Посмотреть, как молодой Кузяев крутит коленвалы, приходили любители тяжелой атлетики из других пролетов, останавливались в проходе, спрашивали в легком недоумении:
— Парень, а ты это того, с быком бороться не пробовал?
— С быком не пробовал. А вот одного осла я сейчас прибью, — мрачно огрызался Кулагин и замахивался чем-нибудь тяжелым. Но на него внимания не обращали: при деле человек.
— Смотри, Кузяев, пупок развяжется! Потекет водичка по копытечку…
— Мамку будем с деревни вызывать. Ой ли…
Денис смотрел на Степу с восторгом, и на Денискином курносом носу блестели мелкие капельки пота.
— Твой опыт, — говорил, — надо отразить в газете! Я б сам написал, но есть профессиональная этика. Вон доктора ни родных, ни знакомых не лечат.
— То медики…
— А перо — острейшее оружие. — Дениска начинал рабкором в заводской газете и очень газету уважал. — Я про тебя написал бы, но ты какой-то обыкновенный, тебя трудно отразить.
В бригаде Кулагина они с Дениской были самые молодые, и отношение к ним было как к малолеткам. «Комсомолия вы моя ненаглядная, передовой отряд будущего», — говорил Кулагин, рукавом вытирая губы, и это выходило обидно. Вскоре бригадир пошел на выдвижение, уехал в Ленинград управлять крупным заводом, и решили они с Денисом создать свою молодежную бригаду. Пригласили Нюрку Точилкину, Петю Слободкина, Кольку Пугачева, сели в красном уголке, прикинули, как что.

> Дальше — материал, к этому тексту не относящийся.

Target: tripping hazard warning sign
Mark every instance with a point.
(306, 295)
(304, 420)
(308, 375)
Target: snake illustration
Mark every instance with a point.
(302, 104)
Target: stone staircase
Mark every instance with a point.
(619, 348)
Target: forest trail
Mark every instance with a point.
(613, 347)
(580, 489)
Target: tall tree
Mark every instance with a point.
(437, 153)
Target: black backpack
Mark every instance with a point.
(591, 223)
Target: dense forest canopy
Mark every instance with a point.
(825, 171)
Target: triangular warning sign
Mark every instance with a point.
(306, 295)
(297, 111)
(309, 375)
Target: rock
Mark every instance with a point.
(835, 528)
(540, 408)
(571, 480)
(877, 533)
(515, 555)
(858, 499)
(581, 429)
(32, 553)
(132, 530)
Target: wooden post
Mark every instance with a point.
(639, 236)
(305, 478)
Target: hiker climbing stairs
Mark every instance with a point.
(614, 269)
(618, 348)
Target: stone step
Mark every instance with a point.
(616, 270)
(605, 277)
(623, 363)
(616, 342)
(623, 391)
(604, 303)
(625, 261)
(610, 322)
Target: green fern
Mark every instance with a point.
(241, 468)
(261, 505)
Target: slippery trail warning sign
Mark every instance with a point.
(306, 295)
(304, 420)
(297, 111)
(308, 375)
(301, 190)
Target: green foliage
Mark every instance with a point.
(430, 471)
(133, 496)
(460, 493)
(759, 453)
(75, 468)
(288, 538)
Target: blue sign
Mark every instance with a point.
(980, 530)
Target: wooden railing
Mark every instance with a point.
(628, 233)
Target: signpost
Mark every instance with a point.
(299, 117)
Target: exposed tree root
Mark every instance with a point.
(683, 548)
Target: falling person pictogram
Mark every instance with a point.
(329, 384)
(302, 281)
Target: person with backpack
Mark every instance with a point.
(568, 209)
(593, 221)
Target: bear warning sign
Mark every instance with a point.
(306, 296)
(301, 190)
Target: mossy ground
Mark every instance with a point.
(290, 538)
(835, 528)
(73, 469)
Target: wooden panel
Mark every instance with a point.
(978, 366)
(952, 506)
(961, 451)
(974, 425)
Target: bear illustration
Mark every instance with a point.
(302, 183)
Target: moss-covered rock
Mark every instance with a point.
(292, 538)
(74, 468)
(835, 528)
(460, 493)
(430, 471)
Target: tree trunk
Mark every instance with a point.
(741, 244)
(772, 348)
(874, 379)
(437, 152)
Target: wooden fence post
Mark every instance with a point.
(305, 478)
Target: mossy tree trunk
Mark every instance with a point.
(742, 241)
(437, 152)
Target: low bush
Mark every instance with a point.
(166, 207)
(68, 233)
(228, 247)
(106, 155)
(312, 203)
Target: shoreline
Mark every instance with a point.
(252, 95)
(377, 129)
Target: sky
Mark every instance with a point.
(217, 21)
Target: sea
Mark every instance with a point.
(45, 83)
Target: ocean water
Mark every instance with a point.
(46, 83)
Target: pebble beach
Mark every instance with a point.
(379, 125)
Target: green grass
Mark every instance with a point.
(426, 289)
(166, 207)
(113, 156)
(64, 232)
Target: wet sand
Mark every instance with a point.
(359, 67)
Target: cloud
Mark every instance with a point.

— А, — сказала Нюрка, — и чего с вами работать, никаких прелестей не вижу. Ни танцевать никто из вас не умеет, ни за девушкой поухаживать, как полагается. Я вчера в «Пролетарской кузнице» с одним военлетом фокстрот танцевала. Это партнер. Вот в воздушный флот я б пошла!
— Нюрка, ты свои анархистские настроения оставь! — разозлился Колька Пугачев, фасонистый парень, всегда причесанный, пахнущий одеколоном. — Ты это, Нюрка, перед Денисом крутишься, как какая-нибудь старорежимная барыня перед графом в Зимнем дворце. Так комсомолке нельзя.